Pressure builds on Va. governor to resign over racist yearbook photo

WASHINGTON — Virginia Gov. Ralph Northam is facing increased criticism over the emergence last week of a racist photo on his medical school yearbook page.

A top administration official for Northam told The Associated Press that the governor is meeting with staff to discuss whether it’s viable to stay in office. The official spoke to the AP on condition of anonymity, because the official was not authorized to speak about the matter publicly.

And while the governor dealt with calls to resign, his would-be successor, Lt. Gov. Justin Fairfax, addressed questions of his own over what he said was “a false and unsubstantiated allegation” against him.

Protesters gathered Monday morning in Richmond urging Northam to step down.

“We will not get over it until he has removed himself and until he is replaced,” one protester said. “We are standing firm.”

In the morning, the Republican speaker of the Virginia House of Delegates, Kirk Cox, said there’s little appetite to impeach Northam and that he should instead resign.

Asked whether lawmakers could seek to remove him, Cox said lawmakers would be hesitant to do so because it would amount to overturning an election, and there would be a very high standard for removal.

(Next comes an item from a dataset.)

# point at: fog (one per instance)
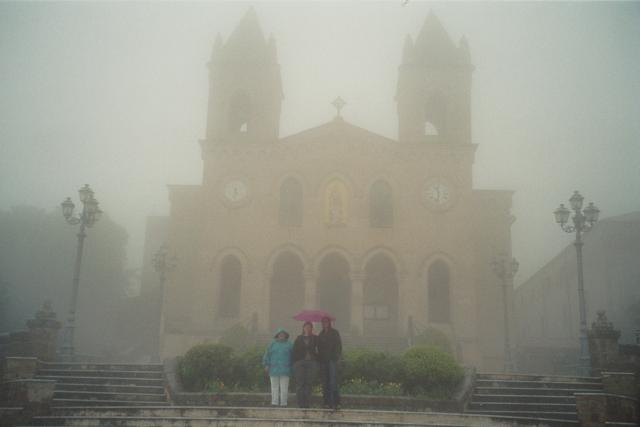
(115, 95)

And adding to the pressure on the governor, Secretary of Finance Aubrey Layne said he’s told Northam the state can’t afford a prolonged period of uncertainty over his future.

Northam denies being in the 1984 medical school yearbook photo that shows someone in blackface, even though he had apologized for it Friday and said previously that he was in it.

Democrats are concerned over the compressed schedule in the Virginia General Assembly versus the distraction of the governor’s controversy.

“Monday and Tuesday our workload is extremely heavy … we really don’t have the bandwidth to deal with anything other than the sheer number of bills we have to pass,” said Democratic Del. Mark Keam of Fairfax.

Keam also said that Democrats and Republicans in the General Assembly are locked in difficult negotiations over tax policy and that the governor’s problems hurt his own party.

Del. Charnielle Herring, a Democrat who represents the city of Alexandria, said Monday morning that her focus was on a busy day full of legislation and what she and her colleagues are going to do.

“The bills and the votes and the budget — right now, that is where my mind has to be,” she said.

Del. Hala Ayala, who represents Prince William County, said legislators “have to continue with the people’s business” despite the ongoing controversy.

“That’s what I was elected to do. We have to keep moving forward,” Ayala said.

Northam has lost the support of virtually all of the state’s Democratic establishment. Top Republicans in the Virginia General Assembly have urged Northam to step down, as have many declared and potential Democratic presidential candidates.

On Saturday, Fairfax stopped short of calling for Northam’s departure, but said he “cannot condone actions” from Northam’s past that “suggest a comfort with Virginia’s darker history of white supremacy, racial stereotyping and intimidation.”

And in a statement Monday, William & Mary President Katherine Rowe said that Northam had been scheduled to participate in a celebration Friday marking the school’s 326th anniversary. But after conferring with Northam’s office, she said, he won’t be part of the program.

Under the circumstances, Rowe said, Northam’s “presence would fundamentally disrupt the sense of campus unity we aspire to and hope for with this event.”

Fairfax decries ‘false claim’

In remarks Monday to legislators, Fairfax quoted a Bible verse, Ephesians 6:11, hours after a tweet addressing a “false claim.”

“We are deeply grateful to you at this 400th year of the existence of the commonwealth, 400th year since the first enslaved Africans were brought to the commonwealth of Virginia,” Fairfax told legislators. “We’re the intersection of history, and we need people who show leadership, who believe in the truth.”

Fairfax later told reporters that it’s no coincidence he’s being “smeared” by a “completely uncorroborated accusation” of sexual assault right before potential elevation to governor.

The Associated Press and WTOP’s Alejandro Alvarez contributed to this report.